技術論の話し

はてなでは人文系のトピックについて、なんやかやと思ったことを書くというのをメインにしようかとふと思い立つ。ときおりバカな文章を挟みつつ。

学校のゼミで「テクノロジー」という言葉について話題になり、さらにアルフレッド・エスピナスという名前が出されたので、それならカール・ミッチャムの "Thinking through Technology"がとても参考になるという旨を発言しました。それで、家に帰ってからひさしぶりにその本をパラパラめくってみました。この本ではまず、理科系における技術論の系譜を振り返り、つぎに文科系における技術論の系譜を振り返り、さらにその相互関係を説明し、というところから始まります。この本はとにかく浩瀚という表現がまさにふさわしい内容で、英語、フランス語、ドイツ語、スペイン語、ロシア語、ラテン語ギリシャ語における技術についての議論は基本的に網羅しているようです。本当に網羅しているかを判断する術は僕にはないのですが。
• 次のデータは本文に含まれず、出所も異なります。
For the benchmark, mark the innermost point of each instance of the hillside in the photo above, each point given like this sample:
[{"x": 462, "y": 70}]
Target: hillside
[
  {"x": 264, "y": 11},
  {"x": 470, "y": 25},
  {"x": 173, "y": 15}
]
で、そういった技術論の流れが次のようにまとめられます。技術そのものの自律性を前提とする技術内部主義と、技術の動向は根本的に社会から規定されているとする技術外部主義。この両者が、基本的に近代、というか啓蒙の時代以降の技術論を特徴づける二つの潮流であるとすると、さらに現代ではその両者を折衷する文脈主義、つまり技術の内的論理とそれに作用する社会的論理が交渉することで特定の技術的性格が構築されていく、という発想ですね。このようなまとめがなされたあとで、しかしそこには一つの問いが欠けている、とぶち上げられる。それは、技術あるいはテクノロジーという観念の歴史についての問いです。そしてミッチャムはこの問いに取りかかるために、プラトンにおけるテクネーにまで遡るのです。

と本の内容の説明をしたいわけじゃないんです。テクノロジーという観念の歴史を発掘していく際にプラトンへと遡っていく前に、ミッチャムはテクノロジーという言葉についてなされてきたさまざまな定義を紹介していきます。ちょっと箇条書きにしてみます。

チャールズ・シンガー:ものごとが為され作られる際の方法と、そうやって為され作られた何か
クランズバーグとパーシュル:物理的環境に対応するための努力と利用可能なリソースをもちいて想像力と創意とを働かせてなされる環境のコントロール
モーリス・ドーマ:物質的素材を変形させることで人間の生存の条件を向上させる活動

これらの定義はどれもが広すぎたり狭すぎたりして収まりが悪い。だからどんどんあらたな定義が試みられるわけです。たとえば机や椅子といった物を作る技術と法律や社会制度を作る技術、さらには世渡りの技術、恋の技術などなどという風に技術という言葉はあらゆる場面で用いられたりするわけですが、じゃあいったいその内実はなんなのか、と言われると困るわけです。が、僕としてはこう考えます。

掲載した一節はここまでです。